# 1st coffee of the new year



## Filthy_rich85 (Jan 20, 2011)

What are you all planning on starting 2012 with?

Mine is going to be the El Salvador Finca San Jose Red Bourbon, it is my favourite bean so seems right to start the new year with it


----------



## Glenn (Jun 14, 2008)

First into the hopper tomorrow will be my Fruit and Nut Mix blend from eightpointnine - use my code R8X4KBB to try it out free

It contains 64% Kenyan, 32% Guatemalan and 4% Brazilian in the blend

I enjoyed the last one I received and ordered enough to get me through the xmas period.

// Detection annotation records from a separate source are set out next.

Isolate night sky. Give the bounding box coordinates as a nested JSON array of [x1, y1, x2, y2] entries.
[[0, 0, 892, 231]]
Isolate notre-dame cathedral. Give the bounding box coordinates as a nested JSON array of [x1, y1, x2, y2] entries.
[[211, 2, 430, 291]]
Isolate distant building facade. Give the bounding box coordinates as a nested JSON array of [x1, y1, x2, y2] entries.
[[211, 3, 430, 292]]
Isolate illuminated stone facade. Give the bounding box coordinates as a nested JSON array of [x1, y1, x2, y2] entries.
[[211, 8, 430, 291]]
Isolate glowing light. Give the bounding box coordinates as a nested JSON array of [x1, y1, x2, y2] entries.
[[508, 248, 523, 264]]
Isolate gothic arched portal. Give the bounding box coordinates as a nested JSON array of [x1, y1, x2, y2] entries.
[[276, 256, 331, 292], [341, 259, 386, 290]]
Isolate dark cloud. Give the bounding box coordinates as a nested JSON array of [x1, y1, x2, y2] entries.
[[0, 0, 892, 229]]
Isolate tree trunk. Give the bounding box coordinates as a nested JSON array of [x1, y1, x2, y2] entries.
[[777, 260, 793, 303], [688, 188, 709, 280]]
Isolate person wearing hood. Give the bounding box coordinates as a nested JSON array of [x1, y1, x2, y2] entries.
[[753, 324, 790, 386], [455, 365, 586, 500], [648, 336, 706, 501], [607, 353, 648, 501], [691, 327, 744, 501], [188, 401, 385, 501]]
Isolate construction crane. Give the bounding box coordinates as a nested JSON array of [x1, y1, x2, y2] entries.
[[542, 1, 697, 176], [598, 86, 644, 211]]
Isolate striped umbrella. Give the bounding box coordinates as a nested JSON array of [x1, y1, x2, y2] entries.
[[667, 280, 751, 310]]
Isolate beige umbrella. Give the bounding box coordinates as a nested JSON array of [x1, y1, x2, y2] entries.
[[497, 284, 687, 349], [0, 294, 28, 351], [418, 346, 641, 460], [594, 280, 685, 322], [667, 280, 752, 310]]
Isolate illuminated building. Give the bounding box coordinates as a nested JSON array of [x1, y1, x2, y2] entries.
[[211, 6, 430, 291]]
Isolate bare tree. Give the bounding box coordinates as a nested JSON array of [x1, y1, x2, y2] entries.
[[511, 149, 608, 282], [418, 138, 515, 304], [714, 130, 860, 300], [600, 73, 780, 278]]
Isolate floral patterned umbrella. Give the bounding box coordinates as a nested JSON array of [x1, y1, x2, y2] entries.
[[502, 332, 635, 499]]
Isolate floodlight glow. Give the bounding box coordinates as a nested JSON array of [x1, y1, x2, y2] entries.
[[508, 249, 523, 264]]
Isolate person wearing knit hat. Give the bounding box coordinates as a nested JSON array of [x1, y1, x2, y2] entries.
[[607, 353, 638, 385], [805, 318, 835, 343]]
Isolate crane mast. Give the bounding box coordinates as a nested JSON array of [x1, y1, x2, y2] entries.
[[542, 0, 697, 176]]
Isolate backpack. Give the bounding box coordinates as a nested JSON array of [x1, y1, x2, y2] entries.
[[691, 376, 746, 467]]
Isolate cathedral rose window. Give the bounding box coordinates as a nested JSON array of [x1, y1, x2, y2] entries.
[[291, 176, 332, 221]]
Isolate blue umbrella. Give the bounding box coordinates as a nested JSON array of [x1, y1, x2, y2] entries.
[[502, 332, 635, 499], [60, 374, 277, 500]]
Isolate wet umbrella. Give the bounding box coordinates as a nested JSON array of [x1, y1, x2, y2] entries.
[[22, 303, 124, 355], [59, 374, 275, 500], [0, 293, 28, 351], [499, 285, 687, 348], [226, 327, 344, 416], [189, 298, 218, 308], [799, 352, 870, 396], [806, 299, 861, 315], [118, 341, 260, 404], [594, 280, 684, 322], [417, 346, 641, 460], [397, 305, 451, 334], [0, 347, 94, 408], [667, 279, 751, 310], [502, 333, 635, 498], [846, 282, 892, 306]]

I'm looking to a lovely Brazilian Reinha Estate from Londinium Espresso on Monday morning though.

My coffees for next week are already planned out and the hand grinder and V60 will be making an appearance at work on Tuesday


----------



## Filthy_rich85 (Jan 20, 2011)

I like the sound of the Brazilian Reinha, I may have to order some in the new year


----------



## gazbea (Jul 11, 2011)

How do we get the blend seems to be silly sliders







Is that a quick code you have provided?


----------



## Glenn (Jun 14, 2008)

The quick code will give you a freebie but you will need to move the sliders to get the blend set

Another blend I loved was my Sweet Tooth blend


----------



## gazbea (Jul 11, 2011)

Pity you can't enter the numbers in manually as well as the sliders


----------



## Glenn (Jun 14, 2008)

Sent as a suggestion to the site owners.


----------



## bobbytoad (Aug 12, 2011)

how does this place work? does it tie you into a subscription - looks fun all the same


----------



## Glenn (Jun 14, 2008)

No, you can stop, start and change your blends at any time. I always like to try out new roasters entering the marketplace against some old favourites.


----------



## ChiarasDad (Mar 21, 2010)

Square Mile Tegu AA for me. And I thought I'd place an order with Londinium this weekend so I've something queued up once that's done. I'm a bit undecided about which of their coffees to get, though. (I actually might go with the decaf Costa Rica, as I've been overindulging quite a lot since Santa brought me a new grinder, and I think I might need a detox period.)


----------



## jimbow (Oct 13, 2011)

Filthy_rich85 said:


> Mine is going to be the El Salvador Finca San Jose Red Bourbon, it is my favourite bean so seems right to start the new year with it


+1 for me.


----------



## lookseehear (Jul 16, 2010)

I just had a French press of Square mile Kenya kagumo AA. Bloody marvellous first coffee of the year and hopefully many more to come!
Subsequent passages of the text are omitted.